Now, there is a linguistic angle to this - if we allow a song to mean different things to different people then you can argue that no one knows what they are talking about when they talk about songs to each other (see the normally coherent feelingblue's worst band thread). The classic example of this is the quality of being a table - something's tableness, or tability - a surface with four legs makes a table, but if someone puts a cardboard box on four blocks of wood and says 'there is a table for you' you should reply 'mate, you are having a laugh'. We instinctively recognise what a table is, even if it only has three legs...
poetry to music. Ed Sheering currently the best at that
So when we used to sing the single word 'Ipswich' repeatedly to the tune of Amazing Grace did that qualify as song? Hardly poetry but, compared to the current attempts at Portman Road, definitely music. And, IMO, more inspiring than Ed Sheeran...or George Shearing...or somewhere in Essex.
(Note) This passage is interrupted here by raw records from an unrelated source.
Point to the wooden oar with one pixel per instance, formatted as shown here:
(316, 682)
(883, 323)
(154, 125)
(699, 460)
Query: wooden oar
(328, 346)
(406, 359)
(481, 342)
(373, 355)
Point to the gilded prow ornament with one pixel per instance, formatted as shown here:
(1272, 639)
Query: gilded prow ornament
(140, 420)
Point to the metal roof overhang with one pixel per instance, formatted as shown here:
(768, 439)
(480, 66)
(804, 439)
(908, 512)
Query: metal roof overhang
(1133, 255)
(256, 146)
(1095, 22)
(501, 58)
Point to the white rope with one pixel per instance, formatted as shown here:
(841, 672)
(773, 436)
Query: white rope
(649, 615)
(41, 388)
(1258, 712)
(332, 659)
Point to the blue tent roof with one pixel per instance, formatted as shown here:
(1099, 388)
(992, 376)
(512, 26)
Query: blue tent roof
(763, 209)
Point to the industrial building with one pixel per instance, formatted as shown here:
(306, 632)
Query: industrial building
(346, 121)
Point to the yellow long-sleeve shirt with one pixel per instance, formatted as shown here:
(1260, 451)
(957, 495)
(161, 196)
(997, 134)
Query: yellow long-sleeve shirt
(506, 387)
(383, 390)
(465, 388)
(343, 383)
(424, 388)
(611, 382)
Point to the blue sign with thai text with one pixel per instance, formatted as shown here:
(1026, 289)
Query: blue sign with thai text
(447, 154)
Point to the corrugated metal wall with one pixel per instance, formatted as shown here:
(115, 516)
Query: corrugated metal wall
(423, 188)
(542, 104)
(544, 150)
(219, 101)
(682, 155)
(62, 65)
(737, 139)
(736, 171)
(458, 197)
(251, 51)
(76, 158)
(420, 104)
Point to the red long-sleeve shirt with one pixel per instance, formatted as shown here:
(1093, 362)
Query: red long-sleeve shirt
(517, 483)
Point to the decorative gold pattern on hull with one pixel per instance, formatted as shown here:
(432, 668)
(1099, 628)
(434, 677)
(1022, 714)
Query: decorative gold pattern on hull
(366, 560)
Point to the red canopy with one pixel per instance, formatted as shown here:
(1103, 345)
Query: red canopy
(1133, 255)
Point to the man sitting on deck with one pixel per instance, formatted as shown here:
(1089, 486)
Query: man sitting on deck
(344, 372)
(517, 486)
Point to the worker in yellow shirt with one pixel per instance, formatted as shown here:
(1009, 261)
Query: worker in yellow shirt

For me, a song is the musical phrases uttered by some birds, whales, and insects, typically forming a recognisable and repeated sequence and used chiefly for territorial defence or for attracting mates.
A song, Is a group of words cleverly placed together to make you laugh, to make you cry, To remember good and bad times, to help you along that road called life, to enjoy with family and friends, to listen on you own and drift to a far away place. Unfortunately today's music doesn't do any of that.